Using Census Bureau data, I calculate that medical devices were an increasing share of U.S. manufacturing during the recession years of 2007-2009, growing from 3.2 percent to 3.7 percent of national manufacturing employment and from 2.3 percent to 2.8 percent of national value of manufactured shipments. Value added grew from 3.7 percent to 4.4 percent of national value added, and capital expenditures grew from 2.6 percent to 2.9 percent of national manufacturing capital expenditures.

The positive trends of medical devices within the broader U.S. manufacturing sector from 2007 to 2009 were reversed between 2009 and 2011. During the latter period, the medical device manufacturers declined in importance as a share of every economic indicator. This decline in the relative importance of medical devices in U.S. manufacturing coincides exactly with the passage of the new tax on medical devices.

Excise taxes affect all firms, whether they are profitable or not. Loss-making firms will still owe the excise tax, so they could be in the peculiar position of paying taxes to the federal government while not making any profits themselves. The tax is especially harmful to companies that innovate, and so can suffer losses in the first years or whenever they invest in research and development for a new product.

Such a company might have large market share, but no profits, in the initial years after research takes place. Companies that innovate frequently have losses, but they would have to pay the tax anyway. Thus, the market share tax could be an unintentional tax on innovation, and innovation would move offshore.

American-domiciled firms are at a significant disadvantage compared to foreign competitors. Both small and large international firms are placed at a disadvantage relative to their foreign competitors.
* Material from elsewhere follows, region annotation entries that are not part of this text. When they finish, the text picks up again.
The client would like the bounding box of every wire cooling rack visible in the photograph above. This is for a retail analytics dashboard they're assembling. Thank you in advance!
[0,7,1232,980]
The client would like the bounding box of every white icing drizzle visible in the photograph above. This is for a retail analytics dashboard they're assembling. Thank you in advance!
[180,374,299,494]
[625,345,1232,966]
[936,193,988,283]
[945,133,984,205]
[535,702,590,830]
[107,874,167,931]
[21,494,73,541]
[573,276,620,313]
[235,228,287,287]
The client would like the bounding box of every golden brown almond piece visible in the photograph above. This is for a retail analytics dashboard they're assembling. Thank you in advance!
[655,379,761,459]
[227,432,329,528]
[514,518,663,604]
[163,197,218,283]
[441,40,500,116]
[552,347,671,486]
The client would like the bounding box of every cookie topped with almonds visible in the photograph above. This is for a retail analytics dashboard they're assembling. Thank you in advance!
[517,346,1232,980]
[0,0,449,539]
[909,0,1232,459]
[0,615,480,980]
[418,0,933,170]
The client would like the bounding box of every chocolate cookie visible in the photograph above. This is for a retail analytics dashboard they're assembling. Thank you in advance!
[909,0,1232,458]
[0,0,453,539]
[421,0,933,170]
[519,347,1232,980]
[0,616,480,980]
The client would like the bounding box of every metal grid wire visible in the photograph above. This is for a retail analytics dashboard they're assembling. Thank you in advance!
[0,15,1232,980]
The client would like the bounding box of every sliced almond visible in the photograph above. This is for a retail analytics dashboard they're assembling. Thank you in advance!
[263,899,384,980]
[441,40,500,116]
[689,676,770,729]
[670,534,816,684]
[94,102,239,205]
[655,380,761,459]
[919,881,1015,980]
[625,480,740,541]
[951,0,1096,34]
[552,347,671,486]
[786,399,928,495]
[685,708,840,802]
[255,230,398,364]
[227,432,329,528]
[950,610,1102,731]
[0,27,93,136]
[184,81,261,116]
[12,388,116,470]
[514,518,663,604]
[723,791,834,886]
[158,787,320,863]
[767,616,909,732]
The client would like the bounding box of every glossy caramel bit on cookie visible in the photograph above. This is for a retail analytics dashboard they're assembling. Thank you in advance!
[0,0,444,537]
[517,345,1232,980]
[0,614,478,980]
Large companies will move jobs abroad or place a higher share of their new employment abroad as the relative profitability of sales in foreign markets increases. Start-up companies will increasingly locate abroad rather than in the United States.

It's no surprise that Congress is changing its mind about the medical device tax, just as it changed its mind in 1993 about the 10 percent luxury tax on yachts, passed in 1990, which hurt the boat-building industry in New England.

With employment shrinking in the medical device industry, and a majority of members of Congress voting against the tax, the big question is not if the medical device tax will be repealed, but when.